Betty J. DeVito, a mother of seven from Mercer, Pa., was an ebullient woman who explained she was drawn to politics the day she heard Harry Truman speak from the caboose of a campaign train when she was 13. In New York, she got up every morning at 6:30 and was busy being a Carter delegate far into the night, even though her feet were swollen, and she figured it would cost her $700 to attend the convention, and she had to take a week off from her job without pay.

DeVito is an accountant for the state of Pennsylvania, a government employee. All over the convention floor, the situation was the same: an inordinate number of the delegates seemed to be a part of, or somehow plugged into, the government at some level. The most dramatic evidence of this imbalance was the fact that the National Education Association and the American Federation of Teachers claimed 372 convention delegates between them (virtually all were from public schools). They made up over 10% of the total, though public schoolteachers constitute less than 2% of the population of the U.S.

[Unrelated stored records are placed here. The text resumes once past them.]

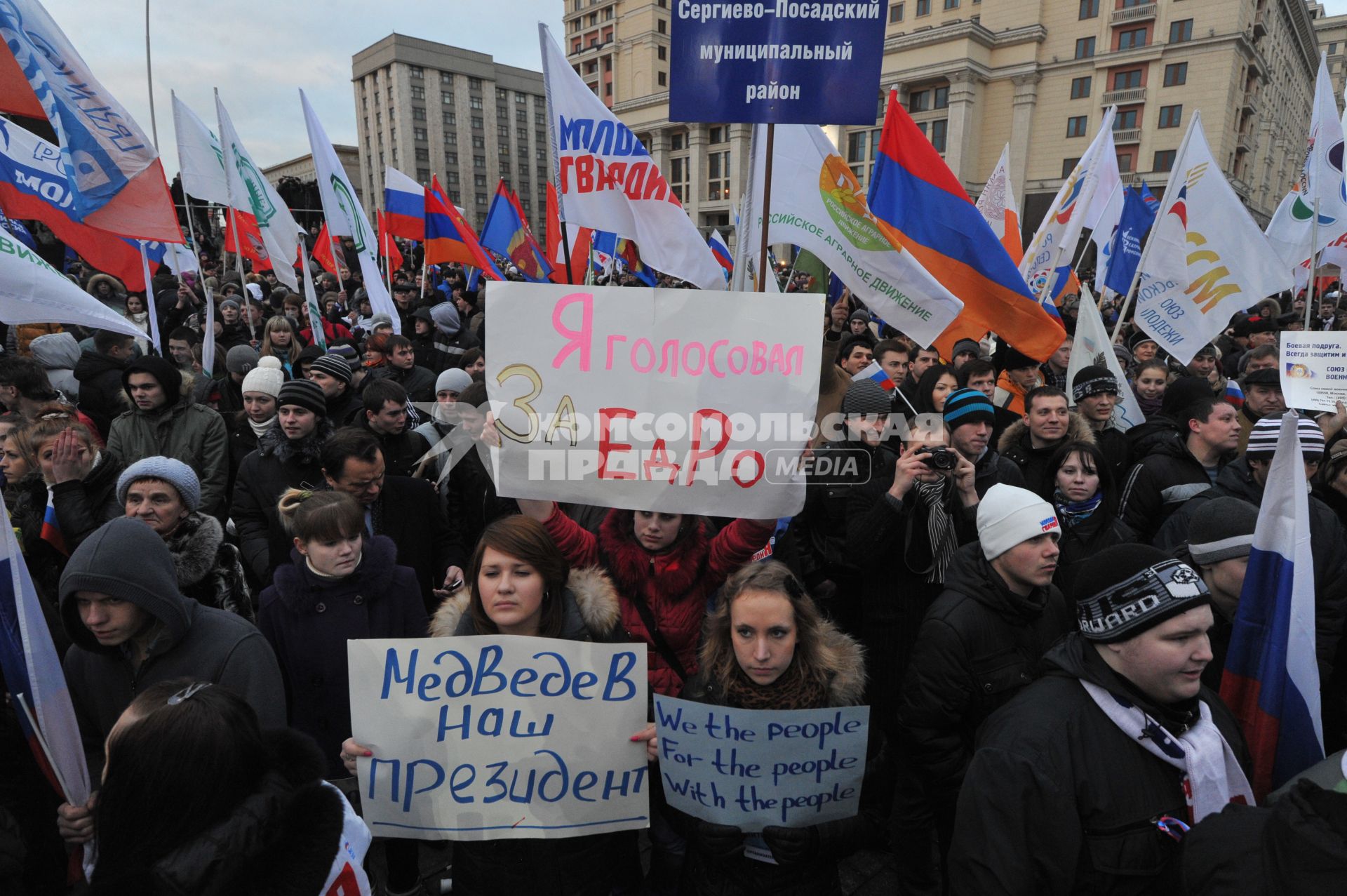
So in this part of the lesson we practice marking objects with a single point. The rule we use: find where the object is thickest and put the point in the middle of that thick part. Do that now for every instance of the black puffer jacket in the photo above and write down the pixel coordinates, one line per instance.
(1059, 801)
(979, 644)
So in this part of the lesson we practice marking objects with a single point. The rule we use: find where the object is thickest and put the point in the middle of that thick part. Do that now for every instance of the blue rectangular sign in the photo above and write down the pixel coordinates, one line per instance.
(776, 61)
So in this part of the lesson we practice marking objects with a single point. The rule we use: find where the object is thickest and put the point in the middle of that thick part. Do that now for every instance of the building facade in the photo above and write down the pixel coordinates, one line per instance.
(1035, 74)
(427, 108)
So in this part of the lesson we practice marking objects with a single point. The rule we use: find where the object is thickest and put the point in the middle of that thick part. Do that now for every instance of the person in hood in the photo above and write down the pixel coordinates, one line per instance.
(133, 628)
(58, 354)
(168, 423)
(165, 493)
(981, 641)
(264, 824)
(1086, 780)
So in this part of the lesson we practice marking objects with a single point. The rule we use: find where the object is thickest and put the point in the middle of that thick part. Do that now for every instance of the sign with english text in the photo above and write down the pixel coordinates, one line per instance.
(676, 401)
(499, 737)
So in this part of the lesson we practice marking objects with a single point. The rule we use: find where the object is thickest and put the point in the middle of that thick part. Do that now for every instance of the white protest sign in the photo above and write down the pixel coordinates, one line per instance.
(761, 768)
(676, 401)
(1313, 370)
(495, 737)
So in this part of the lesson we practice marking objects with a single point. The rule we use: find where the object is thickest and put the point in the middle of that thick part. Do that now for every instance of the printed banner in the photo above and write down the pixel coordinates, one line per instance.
(761, 768)
(678, 401)
(499, 737)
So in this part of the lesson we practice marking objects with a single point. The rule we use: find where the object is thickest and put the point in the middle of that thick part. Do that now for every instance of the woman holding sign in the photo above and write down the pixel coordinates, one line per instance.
(767, 647)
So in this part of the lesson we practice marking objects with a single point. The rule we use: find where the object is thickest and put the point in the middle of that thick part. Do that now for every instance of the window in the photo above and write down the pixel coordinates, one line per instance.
(1177, 73)
(1132, 38)
(1127, 80)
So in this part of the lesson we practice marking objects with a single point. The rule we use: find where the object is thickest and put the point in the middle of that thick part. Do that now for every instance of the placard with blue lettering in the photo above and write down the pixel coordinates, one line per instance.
(761, 768)
(776, 61)
(499, 736)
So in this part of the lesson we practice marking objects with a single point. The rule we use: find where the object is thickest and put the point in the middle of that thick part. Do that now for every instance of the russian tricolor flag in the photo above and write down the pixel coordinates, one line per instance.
(1272, 678)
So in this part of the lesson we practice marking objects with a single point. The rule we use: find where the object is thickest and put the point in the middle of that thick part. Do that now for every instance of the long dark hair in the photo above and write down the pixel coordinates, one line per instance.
(174, 773)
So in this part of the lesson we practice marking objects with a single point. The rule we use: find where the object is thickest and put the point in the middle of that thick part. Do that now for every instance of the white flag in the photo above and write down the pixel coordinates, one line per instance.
(253, 193)
(1061, 229)
(1320, 180)
(1093, 347)
(1206, 258)
(345, 216)
(201, 162)
(818, 205)
(606, 180)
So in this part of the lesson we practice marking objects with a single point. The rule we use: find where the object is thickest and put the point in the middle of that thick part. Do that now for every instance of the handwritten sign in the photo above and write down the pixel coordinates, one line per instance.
(1313, 370)
(495, 737)
(761, 768)
(678, 401)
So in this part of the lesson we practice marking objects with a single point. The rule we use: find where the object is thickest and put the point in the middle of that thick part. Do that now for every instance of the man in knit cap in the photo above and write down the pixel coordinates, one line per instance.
(981, 642)
(165, 422)
(133, 628)
(1086, 780)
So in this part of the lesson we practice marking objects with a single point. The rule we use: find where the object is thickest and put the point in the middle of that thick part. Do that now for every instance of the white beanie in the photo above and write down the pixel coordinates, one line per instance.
(1010, 515)
(266, 377)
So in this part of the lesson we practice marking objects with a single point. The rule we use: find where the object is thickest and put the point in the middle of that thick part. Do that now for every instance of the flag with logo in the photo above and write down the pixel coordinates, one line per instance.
(998, 208)
(606, 178)
(1206, 258)
(922, 206)
(1272, 676)
(112, 170)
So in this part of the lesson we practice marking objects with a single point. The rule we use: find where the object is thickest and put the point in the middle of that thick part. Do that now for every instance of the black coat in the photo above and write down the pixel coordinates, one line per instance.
(309, 619)
(1059, 801)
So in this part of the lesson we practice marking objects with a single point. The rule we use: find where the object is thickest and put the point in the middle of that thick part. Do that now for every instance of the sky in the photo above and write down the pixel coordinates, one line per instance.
(259, 53)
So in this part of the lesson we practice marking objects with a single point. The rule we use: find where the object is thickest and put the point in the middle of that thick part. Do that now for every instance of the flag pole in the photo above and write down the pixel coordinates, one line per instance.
(767, 208)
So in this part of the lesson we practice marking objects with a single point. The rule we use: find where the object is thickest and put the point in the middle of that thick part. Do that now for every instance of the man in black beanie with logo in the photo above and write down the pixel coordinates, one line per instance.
(1086, 782)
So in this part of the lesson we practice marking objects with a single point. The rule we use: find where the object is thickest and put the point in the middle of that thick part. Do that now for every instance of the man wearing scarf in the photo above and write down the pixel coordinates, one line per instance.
(1087, 780)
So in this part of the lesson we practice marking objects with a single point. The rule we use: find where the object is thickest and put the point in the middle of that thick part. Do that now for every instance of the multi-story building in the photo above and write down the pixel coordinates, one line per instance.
(426, 109)
(1036, 74)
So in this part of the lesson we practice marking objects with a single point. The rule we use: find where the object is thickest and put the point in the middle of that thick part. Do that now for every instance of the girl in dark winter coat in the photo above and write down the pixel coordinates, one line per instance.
(1086, 500)
(197, 799)
(767, 647)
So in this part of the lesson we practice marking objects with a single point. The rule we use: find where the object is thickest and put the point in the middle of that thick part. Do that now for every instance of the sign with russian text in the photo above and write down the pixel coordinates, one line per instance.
(761, 768)
(675, 401)
(499, 737)
(1313, 370)
(782, 61)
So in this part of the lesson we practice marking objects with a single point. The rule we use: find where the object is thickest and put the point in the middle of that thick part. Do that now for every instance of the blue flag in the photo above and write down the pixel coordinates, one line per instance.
(1139, 213)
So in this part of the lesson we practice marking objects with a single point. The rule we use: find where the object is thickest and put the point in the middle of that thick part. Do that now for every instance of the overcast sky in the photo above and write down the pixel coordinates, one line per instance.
(259, 53)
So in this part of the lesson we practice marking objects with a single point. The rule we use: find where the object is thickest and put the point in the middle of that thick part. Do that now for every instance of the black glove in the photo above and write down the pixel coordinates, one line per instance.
(720, 843)
(792, 845)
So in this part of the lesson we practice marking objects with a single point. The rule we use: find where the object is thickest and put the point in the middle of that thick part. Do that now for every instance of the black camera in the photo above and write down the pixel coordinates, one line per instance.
(938, 457)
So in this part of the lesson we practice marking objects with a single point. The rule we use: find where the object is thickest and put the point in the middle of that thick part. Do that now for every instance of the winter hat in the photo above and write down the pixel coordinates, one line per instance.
(1010, 515)
(1263, 439)
(304, 394)
(165, 469)
(967, 406)
(1221, 530)
(455, 379)
(1132, 588)
(1093, 380)
(865, 396)
(333, 366)
(266, 377)
(241, 359)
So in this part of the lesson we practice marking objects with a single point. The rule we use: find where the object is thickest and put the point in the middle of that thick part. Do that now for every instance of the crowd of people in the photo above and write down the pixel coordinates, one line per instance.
(1035, 604)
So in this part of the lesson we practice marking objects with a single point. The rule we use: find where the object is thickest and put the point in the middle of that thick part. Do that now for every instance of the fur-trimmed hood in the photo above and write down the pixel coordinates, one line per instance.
(1077, 432)
(591, 609)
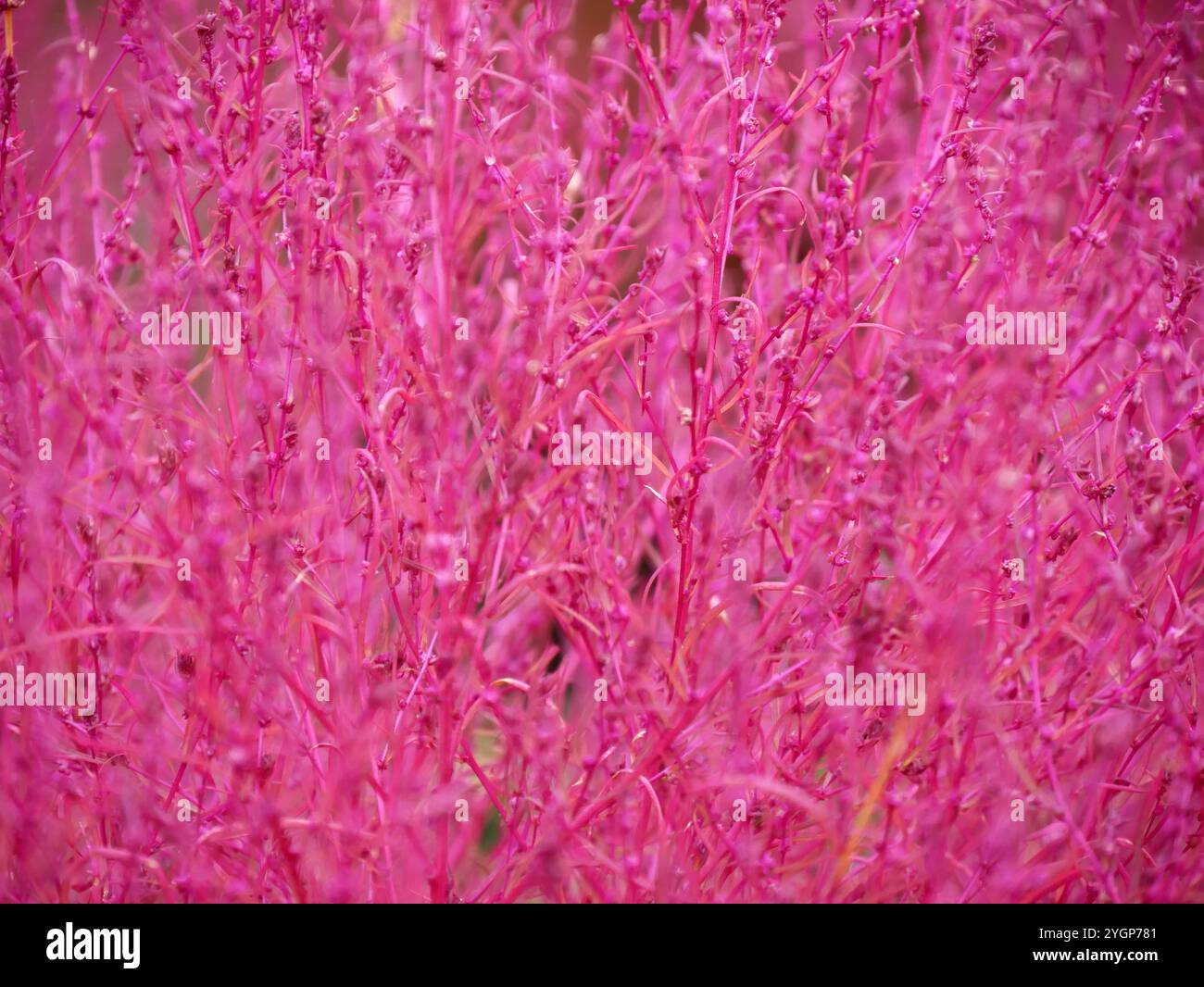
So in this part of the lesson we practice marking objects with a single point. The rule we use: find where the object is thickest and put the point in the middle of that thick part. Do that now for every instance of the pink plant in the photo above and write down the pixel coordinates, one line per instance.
(360, 632)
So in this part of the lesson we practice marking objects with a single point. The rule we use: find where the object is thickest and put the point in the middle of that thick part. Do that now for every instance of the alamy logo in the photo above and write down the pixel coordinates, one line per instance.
(1016, 329)
(181, 329)
(603, 449)
(884, 689)
(35, 689)
(94, 943)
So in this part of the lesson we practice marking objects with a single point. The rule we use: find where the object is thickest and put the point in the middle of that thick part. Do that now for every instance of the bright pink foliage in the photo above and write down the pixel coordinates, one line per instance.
(436, 665)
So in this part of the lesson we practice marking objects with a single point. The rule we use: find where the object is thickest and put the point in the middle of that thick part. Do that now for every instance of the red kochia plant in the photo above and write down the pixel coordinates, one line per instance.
(359, 636)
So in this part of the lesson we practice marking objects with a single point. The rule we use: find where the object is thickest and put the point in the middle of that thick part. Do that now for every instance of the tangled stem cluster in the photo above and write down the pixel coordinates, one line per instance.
(359, 631)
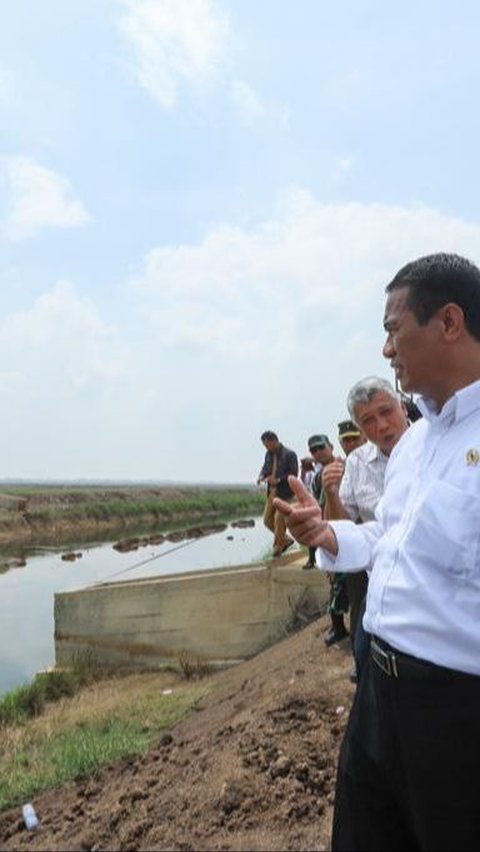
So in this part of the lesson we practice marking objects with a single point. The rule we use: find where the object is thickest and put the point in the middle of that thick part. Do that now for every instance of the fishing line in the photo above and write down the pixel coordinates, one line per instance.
(144, 561)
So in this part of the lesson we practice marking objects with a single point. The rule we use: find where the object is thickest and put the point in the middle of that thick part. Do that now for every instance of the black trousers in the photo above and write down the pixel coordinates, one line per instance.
(409, 768)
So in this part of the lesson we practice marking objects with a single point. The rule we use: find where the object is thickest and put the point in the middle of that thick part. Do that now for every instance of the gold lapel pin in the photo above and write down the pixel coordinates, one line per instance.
(472, 457)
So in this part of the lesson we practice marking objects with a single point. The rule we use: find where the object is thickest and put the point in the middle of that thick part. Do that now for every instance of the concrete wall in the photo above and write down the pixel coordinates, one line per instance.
(220, 616)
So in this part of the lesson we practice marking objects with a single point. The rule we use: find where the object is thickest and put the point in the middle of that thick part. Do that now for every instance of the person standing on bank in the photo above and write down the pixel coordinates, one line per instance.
(350, 437)
(322, 453)
(355, 492)
(280, 462)
(408, 771)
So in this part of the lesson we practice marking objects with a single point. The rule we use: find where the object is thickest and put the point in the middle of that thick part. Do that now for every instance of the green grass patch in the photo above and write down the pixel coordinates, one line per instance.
(50, 751)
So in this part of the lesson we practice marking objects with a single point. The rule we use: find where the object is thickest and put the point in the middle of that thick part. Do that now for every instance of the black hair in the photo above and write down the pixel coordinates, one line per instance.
(437, 279)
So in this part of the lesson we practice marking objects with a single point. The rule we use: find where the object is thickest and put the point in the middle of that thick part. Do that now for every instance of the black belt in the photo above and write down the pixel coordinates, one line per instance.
(396, 664)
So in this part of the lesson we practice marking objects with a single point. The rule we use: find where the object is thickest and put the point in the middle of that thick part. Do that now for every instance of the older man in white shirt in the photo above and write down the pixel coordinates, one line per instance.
(408, 772)
(355, 492)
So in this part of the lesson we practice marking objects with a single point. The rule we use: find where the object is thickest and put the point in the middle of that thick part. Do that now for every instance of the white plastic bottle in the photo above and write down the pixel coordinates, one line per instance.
(29, 817)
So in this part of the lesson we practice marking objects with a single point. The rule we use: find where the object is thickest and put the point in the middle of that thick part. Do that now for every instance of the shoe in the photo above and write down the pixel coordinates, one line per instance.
(334, 636)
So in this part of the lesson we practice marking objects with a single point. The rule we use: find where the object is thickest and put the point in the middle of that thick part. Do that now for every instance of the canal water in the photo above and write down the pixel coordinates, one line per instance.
(26, 594)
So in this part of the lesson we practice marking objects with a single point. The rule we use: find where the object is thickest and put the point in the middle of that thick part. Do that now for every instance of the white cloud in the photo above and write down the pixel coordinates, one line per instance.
(246, 102)
(5, 84)
(37, 198)
(175, 43)
(59, 347)
(342, 166)
(309, 257)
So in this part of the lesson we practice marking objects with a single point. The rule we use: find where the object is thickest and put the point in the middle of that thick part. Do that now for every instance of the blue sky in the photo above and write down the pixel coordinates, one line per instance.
(201, 202)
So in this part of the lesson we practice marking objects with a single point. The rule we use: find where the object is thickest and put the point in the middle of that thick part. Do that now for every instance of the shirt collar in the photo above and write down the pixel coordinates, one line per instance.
(460, 405)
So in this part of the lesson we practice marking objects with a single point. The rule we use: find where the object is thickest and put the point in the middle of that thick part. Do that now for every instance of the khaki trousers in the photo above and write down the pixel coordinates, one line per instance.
(275, 521)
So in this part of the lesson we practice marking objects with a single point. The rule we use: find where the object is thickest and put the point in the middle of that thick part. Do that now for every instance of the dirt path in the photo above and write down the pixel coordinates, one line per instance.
(252, 768)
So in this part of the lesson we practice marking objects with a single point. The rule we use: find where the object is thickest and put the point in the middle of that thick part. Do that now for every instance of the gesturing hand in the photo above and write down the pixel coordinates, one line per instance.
(304, 518)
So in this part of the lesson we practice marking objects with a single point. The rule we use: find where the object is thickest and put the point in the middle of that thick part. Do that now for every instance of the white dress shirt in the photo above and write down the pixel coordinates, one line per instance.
(363, 482)
(423, 548)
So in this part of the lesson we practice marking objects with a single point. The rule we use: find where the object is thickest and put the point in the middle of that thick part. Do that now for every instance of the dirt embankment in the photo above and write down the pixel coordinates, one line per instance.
(252, 768)
(42, 514)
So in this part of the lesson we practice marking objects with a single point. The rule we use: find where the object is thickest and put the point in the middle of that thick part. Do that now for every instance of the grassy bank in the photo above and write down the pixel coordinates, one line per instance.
(72, 737)
(43, 512)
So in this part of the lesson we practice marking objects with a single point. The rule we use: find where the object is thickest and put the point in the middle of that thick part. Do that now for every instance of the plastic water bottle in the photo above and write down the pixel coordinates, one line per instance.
(29, 817)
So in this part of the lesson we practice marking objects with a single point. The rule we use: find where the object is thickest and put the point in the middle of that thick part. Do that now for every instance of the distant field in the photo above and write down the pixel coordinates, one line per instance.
(56, 511)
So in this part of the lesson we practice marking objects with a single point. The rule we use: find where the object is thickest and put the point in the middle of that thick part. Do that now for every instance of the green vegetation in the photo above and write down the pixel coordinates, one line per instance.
(106, 721)
(59, 508)
(30, 700)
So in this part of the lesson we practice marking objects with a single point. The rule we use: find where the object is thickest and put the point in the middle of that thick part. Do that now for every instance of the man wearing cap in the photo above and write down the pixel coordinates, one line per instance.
(279, 463)
(322, 452)
(349, 436)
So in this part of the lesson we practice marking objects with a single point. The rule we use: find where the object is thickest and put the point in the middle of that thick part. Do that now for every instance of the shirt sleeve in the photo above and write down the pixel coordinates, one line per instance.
(355, 546)
(346, 492)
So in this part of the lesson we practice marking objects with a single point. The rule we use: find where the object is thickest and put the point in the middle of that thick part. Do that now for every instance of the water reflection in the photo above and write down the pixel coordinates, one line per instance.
(26, 594)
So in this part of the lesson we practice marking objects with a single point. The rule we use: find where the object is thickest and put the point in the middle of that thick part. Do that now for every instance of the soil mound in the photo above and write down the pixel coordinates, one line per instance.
(253, 767)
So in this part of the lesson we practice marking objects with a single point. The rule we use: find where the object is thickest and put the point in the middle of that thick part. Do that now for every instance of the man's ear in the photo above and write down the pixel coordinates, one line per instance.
(453, 321)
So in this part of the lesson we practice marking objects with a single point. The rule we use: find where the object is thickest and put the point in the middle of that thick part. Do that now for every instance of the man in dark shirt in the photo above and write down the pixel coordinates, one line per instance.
(279, 463)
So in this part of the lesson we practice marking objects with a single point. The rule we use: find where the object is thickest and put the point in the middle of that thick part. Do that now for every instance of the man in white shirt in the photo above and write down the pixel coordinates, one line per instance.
(408, 773)
(355, 491)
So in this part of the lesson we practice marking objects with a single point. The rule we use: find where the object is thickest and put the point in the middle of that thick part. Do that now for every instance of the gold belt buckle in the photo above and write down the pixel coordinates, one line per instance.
(385, 660)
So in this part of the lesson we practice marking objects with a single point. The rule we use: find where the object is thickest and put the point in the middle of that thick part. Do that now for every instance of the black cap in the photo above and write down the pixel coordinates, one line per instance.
(318, 442)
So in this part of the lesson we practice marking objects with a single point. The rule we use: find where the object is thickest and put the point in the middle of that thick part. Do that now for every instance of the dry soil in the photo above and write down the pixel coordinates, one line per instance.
(252, 768)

Not until last week was much thought given to the implications of this kind of imbalance. The Democratic National Committee said it did not keep information on delegate employment or source of income. The best data it turned out were compiled by CBS. They unlimbered their computer for TIME and went at the figures again. The earlier suspicions were confirmed--40.3% of the delegates to the Democratic National

Convention were public officeholders or government employees in some capacity. (Only 7% of the general population is employed by government at all levels.) And the figure, some experts point out, does not reflect the number of other delegates who are dependent on Big Government spending, though they may work in the private sector.

Austin Ranney, senior political scholar at the American Enterprise Institute, finds immense irony in this development. "One of the great reasons for reform from the very beginning was to get away from patronage, so delegates would not be beholden to the old bosses," he says. Ranney now fears that all of the electoral reforms have not prevented the beholden of a different kind from entering through a "back door" of the convention. Since there are no longer power centers like Chicago's late Mayor Richard Daley, and only 69 Senators, Governors and members of the House were delegates this year, the new "boss" is Big Government, and in most instances the trail leads back to Washington and the Administration.

The Democratic Party seems to be forming itself like another part of the federal bureaucracy. In Ranney's view, a Kennedy revolt of 400 or 500 delegates never materialized in part because too many of the people on the floor had a personal stake in spending programs Jimmy Carter had fostered for states and localities.

That network of elected officials, civil servants, their consultants and contractors looks alarmingly like a talent bank for preserving the political power of the incumbent President.